まぁ、本を奪い取られた時点でフィディオの私物ってことは確定されるんだけどね。
それに、例え背中を向けてもその赤い耳は隠せてないよ。
フフフ。可愛い。
そんなフィディオだから手放せないんだよね。)
「フィディオ。」
「……。」
「(…拗ねちゃった。)
ねぇ。」
「………。」
(フフ。こうなったら…。)
「紅茶。」
「!!」
(お。
やっぱり反応してくれた♪)
「薔薇。」
「ぴくっ」
「ロンドン。」
「///」
「英語。」
「ぴくっぴくっ」
「ナイツオブクイーン。」
「っ///」
(あぁ。
そんなにサッカーボールを抱き締めちゃったら壊れちゃうよ。
それに、こんなに真っ赤になるなんて…
イジメがいがあるじゃないか!!)
「エドガー・バルチn…
「もういい!!!
アンジェロなんか…
アンジェロなんかっ大ッ嫌い!!!/////」
ばんっ!!
「あ〜あ。
いじめすぎちゃったかな。」
「全くだ。何回いじめれば気が済むんだ、アンジェロ。」
「ブラージ。
だって、困ったときのフィディオの顔、すごく可愛いんだよ?」
「だとしても…限度ってものがあるだろう。
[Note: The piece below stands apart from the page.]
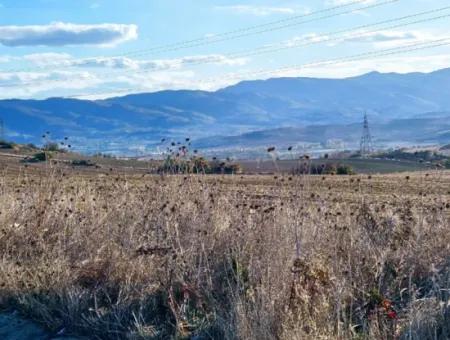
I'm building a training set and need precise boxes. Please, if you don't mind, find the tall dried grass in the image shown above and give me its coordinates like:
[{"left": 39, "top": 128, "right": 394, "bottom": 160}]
[{"left": 0, "top": 170, "right": 450, "bottom": 339}]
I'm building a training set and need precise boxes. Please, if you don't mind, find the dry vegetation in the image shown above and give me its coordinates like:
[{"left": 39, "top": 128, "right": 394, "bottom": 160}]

」
「でも、フィディオがあんなに本気になるなんて…
エドガー・バルチナスか…。
僕の手からフィディオを奪うなんて絶対許さないよ。
覚悟しててよね…。
フフフ。」
「はぁ、聞いちゃいねぇよ。」
(この、堕天使め!!!)
イタリアの愛娘、フィディオ・アルデナには最強にして絶対の堕天使ちゃんがついているのでした。